Cuando mis hijas eran pequeñas, de noche, improvisando cuentos, había uno que nos divertía mucho. Imitando entre frase y frase el ulular del viento, recreábamos un temporal de levante que nos sorprendía caminando hacia la playa. Un viento intenso y goterones de lluvia. Entonces… Entonces a nuestro alrededor volaban sombrillas, pamelas, gorras, pañuelos… Sin peligro. De forma chistosa. Porque la gente se apresuraba. Unos recogían sus cosas de playa. Otros corrían arrebatados tras la sombrilla, tras la pamela. Papeles con publicidad volaban. La arena nos hacía cosquillas en los tobillos. Un perro ladraba.

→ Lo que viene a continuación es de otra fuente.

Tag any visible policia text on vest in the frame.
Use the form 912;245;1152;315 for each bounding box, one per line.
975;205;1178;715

Saltaba y corría. Aun contra la tempestad nos instalábamos en la orilla y jugábamos con las olas y hacíamos enormes castillos de arena. Castillos de tamaño real en los que se organizaban fiestas con bailes y banquetes a los que acudían sirenas, príncipes y princesas. Quizás en alguna ocasión –ahora no lo recuerdo bien– participaban delfines. Los delfines, como las tortugas, han sido animales preferidos en nuestros cuentos.

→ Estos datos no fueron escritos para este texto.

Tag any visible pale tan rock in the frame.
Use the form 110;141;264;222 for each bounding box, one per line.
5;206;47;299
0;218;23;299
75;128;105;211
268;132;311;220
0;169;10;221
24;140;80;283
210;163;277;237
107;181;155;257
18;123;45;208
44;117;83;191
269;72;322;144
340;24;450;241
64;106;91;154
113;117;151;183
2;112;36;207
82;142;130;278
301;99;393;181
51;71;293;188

Algún barco pirata también nos llegó alguna vez por aquello de aprovechar la geografía de torres de nuestra costa mediterránea, orilla frente a la otra orilla africana. Y entonces éramos torreros y avisábamos con espejos y cañonazos la vista de las galeras berberiscas y conseguíamos detener la razia con trampas en la playa. Agujeros excavados en los que echábamos erizos de mar y disimulábamos con cañas camufladas con arena. Y cesado el peligro, vuelta a la fiesta. Más bailes y banquetes en nuestro castillo gigante de arena. Hasta que una ola derrumbaba sus muros y… Y nos derrumbaba el sueño.
Eran cuentos, más o menos así –colorín colorado– que no escribíamos. Los dictaba la imaginación compartida. Su extensión duraba según nuestro cansancio. En ocasiones he lamentado no escribirlos. Sólo por recordarlos mejor. Pero renunciando a la improvisación a lo mejor habrían perdido su encanto. Así se los ha llevado el tiempo y… el viento. El mismo viento de levante que ahora me los devuelve a la memoria. Y que ahora, añorando el verano, traigo.